Hopefully, we’ll look back at the era that produced Nexium as an anomaly, a time in which we ran out of good science and used bullshit as a substitute. I just wish that there was a better moral to it than, “Don’t do bad science or else you’ll make $50+ billion in sales.”
This account of the invention of omeprazole is taken from AstraZeneca’s own published account in Nature Drug Discovery. There are a ton of interesting chemistry details in there if you care to read their actual account.
I don’t actually understand this leap in logic, but it’s what they say they realized. The closest I can get to understanding it is that Hashimoto thyroiditis, a thyroid autoimmune disease, often also involves anti-parietal cell antibodies, which are the acid-secreting glands in the stomach. I don’t know how you jump from that to “anti-thyroid antibodies necessarily means that it inhibits the final step in gastric acid production in the parietal glands”, as that almost seems like a logical fallacy. But hey, I’m not the guy that invented omeprazole, so what do I know
I’ve talked about this a few times.
People who have never had to manufacture things are often shocked at how difficult and expensive manufacturing things is. You can see this when software companies move into making devices, and all of a sudden they have to worry about stuff like supply chains and logistics.

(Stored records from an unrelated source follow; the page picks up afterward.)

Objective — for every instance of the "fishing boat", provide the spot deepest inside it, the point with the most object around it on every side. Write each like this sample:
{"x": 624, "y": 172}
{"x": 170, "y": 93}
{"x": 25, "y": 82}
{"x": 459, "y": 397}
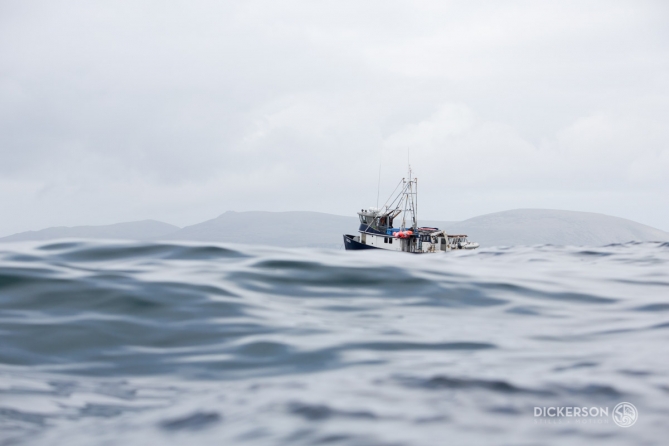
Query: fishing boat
{"x": 377, "y": 230}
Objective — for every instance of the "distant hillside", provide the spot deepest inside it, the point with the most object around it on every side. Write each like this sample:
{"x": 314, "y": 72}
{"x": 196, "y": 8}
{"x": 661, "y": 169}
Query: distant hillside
{"x": 546, "y": 226}
{"x": 315, "y": 229}
{"x": 135, "y": 230}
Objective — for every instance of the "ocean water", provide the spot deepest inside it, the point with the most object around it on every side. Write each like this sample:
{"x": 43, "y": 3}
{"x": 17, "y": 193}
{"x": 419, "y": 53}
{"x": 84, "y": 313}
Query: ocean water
{"x": 120, "y": 343}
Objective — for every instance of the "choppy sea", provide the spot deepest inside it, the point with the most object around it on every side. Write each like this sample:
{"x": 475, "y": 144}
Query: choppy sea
{"x": 120, "y": 343}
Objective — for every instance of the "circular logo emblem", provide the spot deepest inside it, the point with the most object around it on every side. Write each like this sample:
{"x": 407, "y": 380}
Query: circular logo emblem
{"x": 625, "y": 414}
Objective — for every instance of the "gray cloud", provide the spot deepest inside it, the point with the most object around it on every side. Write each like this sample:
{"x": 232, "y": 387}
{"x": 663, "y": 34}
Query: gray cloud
{"x": 114, "y": 111}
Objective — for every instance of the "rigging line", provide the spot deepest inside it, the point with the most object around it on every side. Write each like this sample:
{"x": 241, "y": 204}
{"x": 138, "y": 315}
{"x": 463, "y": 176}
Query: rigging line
{"x": 392, "y": 194}
{"x": 378, "y": 187}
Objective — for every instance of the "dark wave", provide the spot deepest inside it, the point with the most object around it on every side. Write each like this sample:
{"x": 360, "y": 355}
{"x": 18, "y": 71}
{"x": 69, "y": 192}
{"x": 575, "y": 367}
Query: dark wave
{"x": 178, "y": 343}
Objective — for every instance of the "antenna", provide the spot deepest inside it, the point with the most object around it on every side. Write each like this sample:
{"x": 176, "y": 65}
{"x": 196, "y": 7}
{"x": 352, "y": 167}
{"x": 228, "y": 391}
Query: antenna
{"x": 378, "y": 187}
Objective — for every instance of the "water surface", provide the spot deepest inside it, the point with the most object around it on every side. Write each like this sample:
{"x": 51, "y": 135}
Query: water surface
{"x": 122, "y": 343}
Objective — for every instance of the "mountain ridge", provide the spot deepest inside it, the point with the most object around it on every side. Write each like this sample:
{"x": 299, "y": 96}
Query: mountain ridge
{"x": 322, "y": 230}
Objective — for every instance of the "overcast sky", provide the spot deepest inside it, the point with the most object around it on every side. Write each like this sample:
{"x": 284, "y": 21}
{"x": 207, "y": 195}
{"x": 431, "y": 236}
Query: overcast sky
{"x": 179, "y": 111}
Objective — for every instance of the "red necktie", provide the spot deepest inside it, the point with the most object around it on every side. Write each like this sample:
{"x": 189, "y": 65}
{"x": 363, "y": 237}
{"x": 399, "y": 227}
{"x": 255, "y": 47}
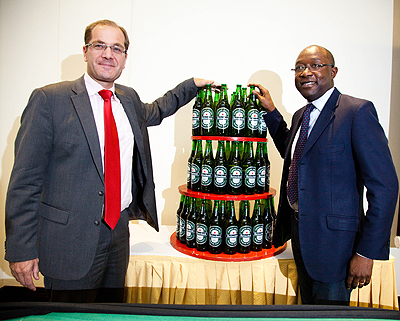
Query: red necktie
{"x": 112, "y": 164}
{"x": 293, "y": 179}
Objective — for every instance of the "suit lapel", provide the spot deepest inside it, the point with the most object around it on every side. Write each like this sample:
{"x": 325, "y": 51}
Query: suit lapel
{"x": 81, "y": 102}
{"x": 296, "y": 122}
{"x": 130, "y": 111}
{"x": 326, "y": 116}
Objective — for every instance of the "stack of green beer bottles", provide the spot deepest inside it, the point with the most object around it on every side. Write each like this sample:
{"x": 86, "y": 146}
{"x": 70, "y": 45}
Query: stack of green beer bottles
{"x": 206, "y": 221}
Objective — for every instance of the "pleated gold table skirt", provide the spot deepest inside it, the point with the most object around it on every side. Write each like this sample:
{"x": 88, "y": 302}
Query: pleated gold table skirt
{"x": 157, "y": 279}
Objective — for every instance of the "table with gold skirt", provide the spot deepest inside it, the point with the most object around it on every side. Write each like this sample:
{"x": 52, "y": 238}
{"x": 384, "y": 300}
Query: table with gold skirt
{"x": 165, "y": 276}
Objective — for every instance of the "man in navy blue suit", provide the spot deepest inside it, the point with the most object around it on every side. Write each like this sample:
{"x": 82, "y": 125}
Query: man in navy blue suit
{"x": 334, "y": 241}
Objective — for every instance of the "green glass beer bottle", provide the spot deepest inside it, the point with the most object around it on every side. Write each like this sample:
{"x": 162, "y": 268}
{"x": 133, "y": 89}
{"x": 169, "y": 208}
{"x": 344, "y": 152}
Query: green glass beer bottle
{"x": 252, "y": 114}
{"x": 196, "y": 167}
{"x": 207, "y": 169}
{"x": 267, "y": 167}
{"x": 191, "y": 222}
{"x": 202, "y": 228}
{"x": 222, "y": 211}
{"x": 230, "y": 230}
{"x": 222, "y": 113}
{"x": 228, "y": 149}
{"x": 249, "y": 169}
{"x": 178, "y": 216}
{"x": 215, "y": 231}
{"x": 207, "y": 113}
{"x": 196, "y": 115}
{"x": 235, "y": 171}
{"x": 238, "y": 121}
{"x": 260, "y": 169}
{"x": 189, "y": 169}
{"x": 268, "y": 225}
{"x": 273, "y": 212}
{"x": 244, "y": 226}
{"x": 220, "y": 170}
{"x": 184, "y": 214}
{"x": 257, "y": 227}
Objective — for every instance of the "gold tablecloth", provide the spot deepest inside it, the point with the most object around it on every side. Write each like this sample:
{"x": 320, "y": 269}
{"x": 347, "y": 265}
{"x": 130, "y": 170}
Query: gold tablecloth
{"x": 175, "y": 280}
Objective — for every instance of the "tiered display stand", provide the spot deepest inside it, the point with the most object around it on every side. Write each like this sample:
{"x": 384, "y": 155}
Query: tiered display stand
{"x": 253, "y": 255}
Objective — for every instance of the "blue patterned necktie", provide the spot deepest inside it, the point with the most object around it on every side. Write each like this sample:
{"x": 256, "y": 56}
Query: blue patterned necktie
{"x": 292, "y": 188}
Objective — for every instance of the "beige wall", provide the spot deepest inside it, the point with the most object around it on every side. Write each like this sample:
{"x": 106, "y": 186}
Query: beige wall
{"x": 229, "y": 41}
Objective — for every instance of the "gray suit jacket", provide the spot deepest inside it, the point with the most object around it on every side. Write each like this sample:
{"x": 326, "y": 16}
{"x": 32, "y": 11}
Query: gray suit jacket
{"x": 56, "y": 192}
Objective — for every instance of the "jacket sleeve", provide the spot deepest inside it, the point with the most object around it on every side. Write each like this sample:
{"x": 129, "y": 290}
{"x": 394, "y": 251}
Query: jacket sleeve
{"x": 32, "y": 149}
{"x": 374, "y": 161}
{"x": 169, "y": 103}
{"x": 278, "y": 130}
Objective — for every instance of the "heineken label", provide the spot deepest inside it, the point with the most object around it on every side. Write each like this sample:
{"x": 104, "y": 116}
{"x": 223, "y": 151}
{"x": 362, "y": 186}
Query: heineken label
{"x": 195, "y": 173}
{"x": 206, "y": 175}
{"x": 261, "y": 176}
{"x": 190, "y": 230}
{"x": 222, "y": 118}
{"x": 178, "y": 219}
{"x": 201, "y": 233}
{"x": 252, "y": 119}
{"x": 189, "y": 171}
{"x": 268, "y": 232}
{"x": 231, "y": 235}
{"x": 207, "y": 118}
{"x": 235, "y": 176}
{"x": 195, "y": 118}
{"x": 220, "y": 176}
{"x": 215, "y": 236}
{"x": 245, "y": 235}
{"x": 238, "y": 121}
{"x": 262, "y": 126}
{"x": 258, "y": 232}
{"x": 250, "y": 176}
{"x": 182, "y": 225}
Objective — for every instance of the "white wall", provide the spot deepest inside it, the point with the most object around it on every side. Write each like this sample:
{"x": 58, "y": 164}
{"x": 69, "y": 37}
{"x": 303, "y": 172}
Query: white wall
{"x": 231, "y": 41}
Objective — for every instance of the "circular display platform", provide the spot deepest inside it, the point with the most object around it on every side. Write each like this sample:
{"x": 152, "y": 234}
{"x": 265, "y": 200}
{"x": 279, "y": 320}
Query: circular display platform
{"x": 238, "y": 257}
{"x": 229, "y": 138}
{"x": 211, "y": 196}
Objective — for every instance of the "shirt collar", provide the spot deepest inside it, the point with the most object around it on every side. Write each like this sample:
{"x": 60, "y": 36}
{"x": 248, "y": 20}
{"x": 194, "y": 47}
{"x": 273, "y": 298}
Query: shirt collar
{"x": 321, "y": 101}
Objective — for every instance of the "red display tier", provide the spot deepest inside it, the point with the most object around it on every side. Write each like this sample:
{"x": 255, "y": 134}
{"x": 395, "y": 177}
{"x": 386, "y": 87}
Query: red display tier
{"x": 239, "y": 139}
{"x": 252, "y": 256}
{"x": 225, "y": 197}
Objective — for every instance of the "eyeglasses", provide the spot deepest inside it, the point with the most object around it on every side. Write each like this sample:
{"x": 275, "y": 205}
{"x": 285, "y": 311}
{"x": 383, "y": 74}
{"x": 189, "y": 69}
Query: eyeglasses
{"x": 99, "y": 46}
{"x": 312, "y": 67}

Manufacturing pharmaceuticals is especially tough. For a new chemical entity, you have to figure out how to: make a new drug, scale it up from something that one PhD working in a lab can do to something that 1000 workers in a factory can do, keep it stable for up to two years, and get all the materials in the right places at the right time. All the while the FDA is breathing down your neck and ready to shut you down if you mess up a step. Knowing a drug is already manufacturable is a big deal.